The comparison occurred to me as we approached the end of a meal so bad that I was glad I was at least being paid to eat it. The Prof looked up from the profiterole.
"Well, it saves us from having to cook," she said, a comment I thought remarkably rich, since she cooks about twice a year and both times it's spinach-and-feta pie.
I sat back and surveyed the room. It's long and thin and leads to what is surely one of the best restaurant views in the city. The Junction Eatery is the sole tenant of a new open space called Kaimataara o Wai Manawa, which overlooks the stream and bush known in English as Le Roys Gully. You have the sense of being a bird, floating above the bush. Rangitoto looms, magnificently on guard, on the horizon.
The place has had mixed reviews on Facebook. Among the five-star ones is that of owner Chris Jones, bestowed fully four months before it opened in February, which is nothing if not enterprising. Jones also owns the nearby daytime-only Bungalo, and TJE does the breakfast-brunch standards, too. But the night-time operation, helmed by Brazilian chef Eder Marinho, who used to be at Petit Bocal in Sandringham, misses the mark by a substantial margin.
The menu is in two sections, "Sharing is caring" and "Dinner time!" (I know; that's what I thought). The former are marked "for two or more people" and the latter, a waitress said, were all meal-size. When did entrees become unfashionable? Just asking.

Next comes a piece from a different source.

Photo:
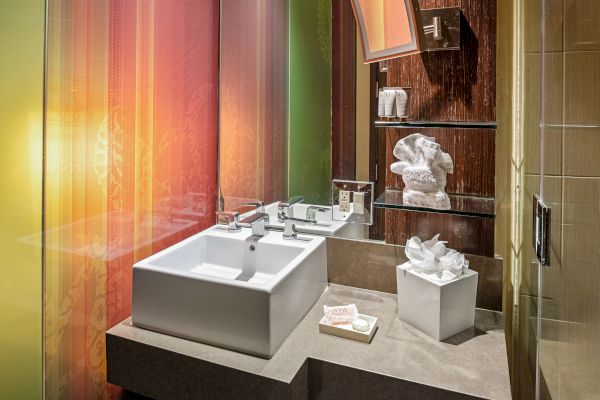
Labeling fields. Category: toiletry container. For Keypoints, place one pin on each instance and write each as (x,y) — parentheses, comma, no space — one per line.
(390,100)
(402,97)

We improvised entrees by sharing, in a very caring fashion indeed, tempura prawns, which arrived, geometrically stacked on the plate. This was easy because they were all, alarmingly, ramrod-straight. Careful dissection revealed that they were not, as I initially suspected, the noxious surimi, but real prawn. Quite how you get a prawn to lie like a corpse in a coffin I don't know, but I thought it improbable that they had come straight from the dock. And the "sweet chilli dip" was vaguely pink mayo.

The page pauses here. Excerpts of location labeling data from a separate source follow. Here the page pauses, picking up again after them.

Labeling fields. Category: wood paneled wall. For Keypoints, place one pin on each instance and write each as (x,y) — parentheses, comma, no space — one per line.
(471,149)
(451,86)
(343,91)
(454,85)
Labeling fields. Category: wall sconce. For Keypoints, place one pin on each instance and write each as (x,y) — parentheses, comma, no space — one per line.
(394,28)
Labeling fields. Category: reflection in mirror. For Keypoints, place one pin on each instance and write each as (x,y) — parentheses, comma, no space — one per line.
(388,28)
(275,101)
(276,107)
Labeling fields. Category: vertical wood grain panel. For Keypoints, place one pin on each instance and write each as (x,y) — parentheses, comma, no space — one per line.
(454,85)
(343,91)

Along with these were three pieces of bruschetta made from superb bread (a
rye sourdough, perhaps) that had, inexplicably, been toasted on one side only. And the toppings were bizarre: pairing prosciutto with blue cheese takes fusion far too far; poor-quality mozzarella needs better-quality tomato to hide behind; and grilled mushrooms? What is this? Breakfast?

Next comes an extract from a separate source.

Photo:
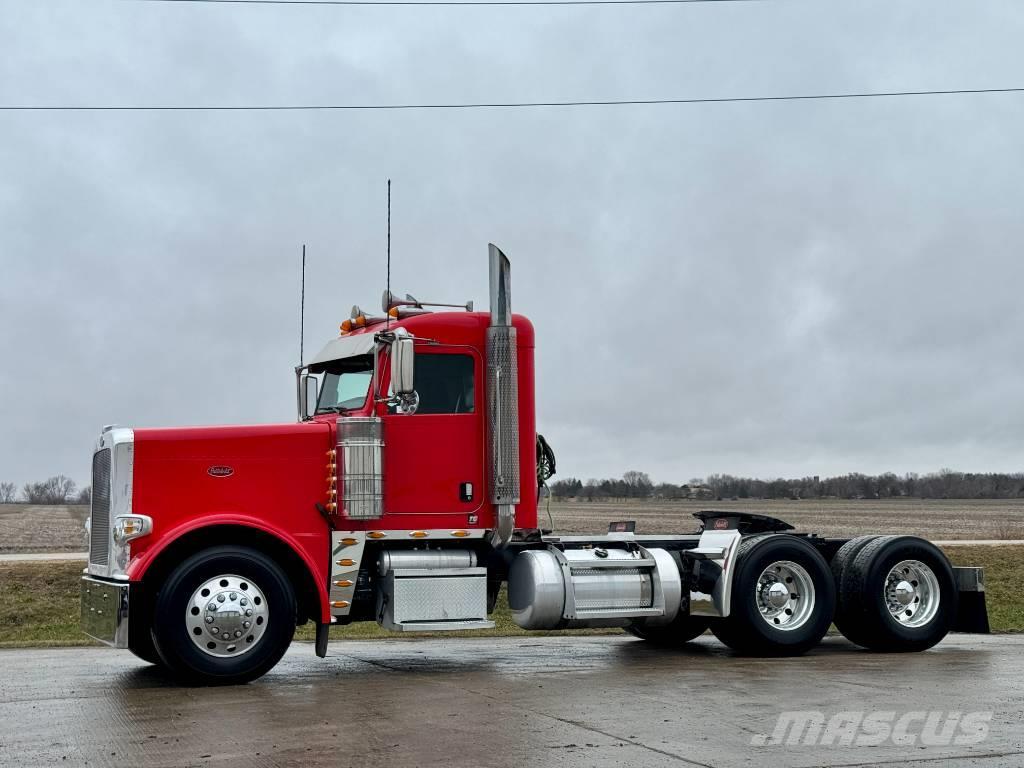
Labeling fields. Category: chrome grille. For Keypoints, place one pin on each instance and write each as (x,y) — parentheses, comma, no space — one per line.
(99,540)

A dish described as "fresh tarakihi" was two slabs of battered and deep-fried fish. (I mentioned as I paid the bill that I had never seen battered fish served without the word "battered", or better still, the phrase "fish 'n' chips" on the menu and to her credit, the hostess took it off the bill.)
That left a steak, cooked marginally beyond the requested medium-rare, but that was because it was cut too thin. It was as bare and cheerless as a convent cloister - the red wine jus looked like a stain on the plate - and came with "rustic" roast spuds, which unless the word "rustic" means tepid and soggy probably referred to the fact that they weren't peeled. And if you're going to use the words "garden salad" on a menu, you have to do more than take a handful of mesclun out of a cellophane bag.
I implored the Professor to forgo dessert, but she told me it was the only reason she came out with me and charged into a frozen yoghurt concoction topped with a profiterole. I think I have mentioned before that the Professor's profiteroles are among the most sublime outside Europe and I knew this wasn't going to end well. All she said when she had completed her excavations was that she quite liked frozen yoghurt.
"Oh, well," I said as we headed for the bridge, "at least it saved me from cooking".
"Never mind" she replied. "I'll cook tomorrow night. I'll do spinach-and-feta pie."
Sharing is Caring: $10-$35; Dinner time!: $19.50-$33
Verdict: A dismal dinner but that view is to die for.